Here's my most nitpicky nitpick: it's about a question marks. The book is set out as an exploration of 5 essential questions, and most are set as such like the question in the title. Among them is a paired set: "I wonder if .../ I wonder why..." He believes those are essential to remaining curious and engaged in life, and I do agree with the thought. I just don't agree with the punctuation that he opted for. He placed question marks after each of them, and I would punctuate them as statements because they are not really formulated as questions but as assertions about what one is thinking about.
There is a way to set the equivalent as a question, and that would be, "What would happen if ....?" or "Why does ...?" Those are expressions of curiosity that are about the things happening rather than how one feels about them -- wondering.
He brings up that kind of curiosity as resulting in positive benefits in recounting the story of finding his birth mother. It's a nice story, though I didn't really find it as surprising as he made it out to be. What actually did surprise me is that he could claim credit for his pursuing this out of curiosity when he admitted to being perfectly content not to find out until he was 47. I would think a really curious adopted child would have thought about finding his mother at a much younger age.
And now my final nitpick, which is not really a nitcpick but an understanding of reality that eludes the author. One of the key questions is "Could we just...?" He presents that as how his wife gradually won him over to considering having a fourth child.
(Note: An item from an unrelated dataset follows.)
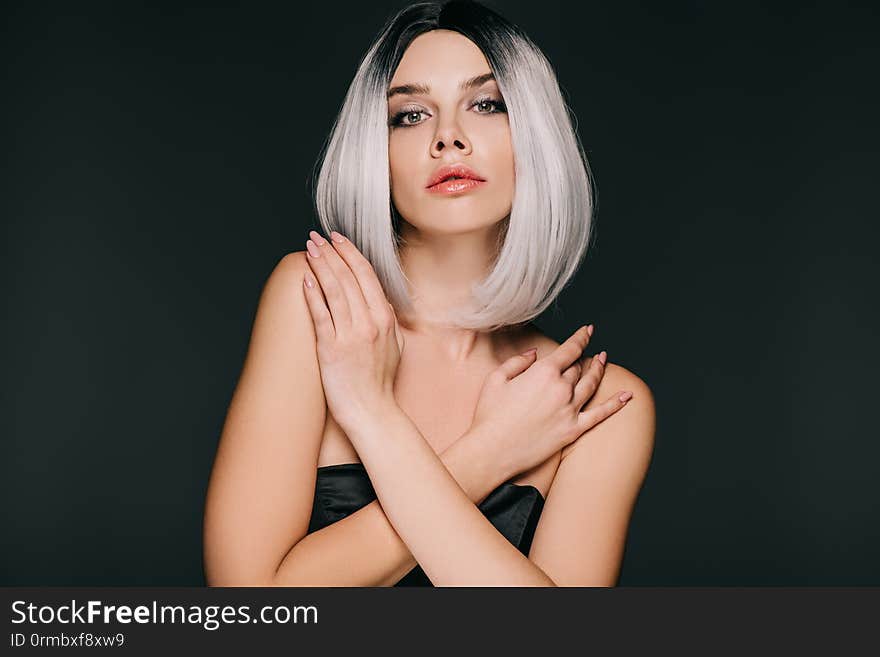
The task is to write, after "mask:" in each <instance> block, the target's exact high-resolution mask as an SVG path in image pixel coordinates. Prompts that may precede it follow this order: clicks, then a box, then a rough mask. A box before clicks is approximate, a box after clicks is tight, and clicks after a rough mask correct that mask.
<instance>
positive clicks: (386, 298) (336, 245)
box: [330, 230, 388, 316]
mask: <svg viewBox="0 0 880 657" xmlns="http://www.w3.org/2000/svg"><path fill="white" fill-rule="evenodd" d="M330 238H331V241H332V243H333V248H334V249H335V250H336V252H337V253H338V254H339V256H340V257H341V258H342V259H343V260H344V261H345V263H346V264H347V265H348V267H349V269H350V270H351V271H352V272H353V273H354V275H355V276H356V277H357V280H358V283H359V284H360V287H361V292H362V293H363V297H364V300H365V301H366V303H367V306H368V307H369V308H370V310H372V311H374V312H375V313H376V316H379V315H380V311H383V310H384V309H385V304H386V303H387V302H388V299H387V297H386V295H385V290H383V289H382V283H381V282H380V281H379V277H378V276H376V271H375V270H374V269H373V265H371V264H370V261H369V260H367V259H366V258H365V257H364V255H363V254H362V253H361V252H360V251H359V250H358V248H357V247H356V246H355V245H354V244H352V242H351V240H348V239H346V238H345V237H344V236H342V235H340V234H339V233H337V232H336V231H335V230H334V231H332V232H331V233H330Z"/></svg>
Now here's the thing: generally if a woman is the one who really wants the child-- barring fertility issues -- it will happen. The odds of his thwarting her ambitions in that area were slim to none. In that area the mother's wishes carry a lot more weight than the father's, so it was not really a question of if but merely of when he would agree with her. In retrospect his agreement extends to her observation that until then the family did not seem complete. But in reality, parents (who are not averse to being parents) would feel that way about any child, whether it was the first, second, third, fourth, fifth, or even twelfth, as the case may be.
In terms of really useful advice, I'd say the sections on asking people how they want to be helped and the insight he gained from being shown what to do by a girl named Cindy are worth noting.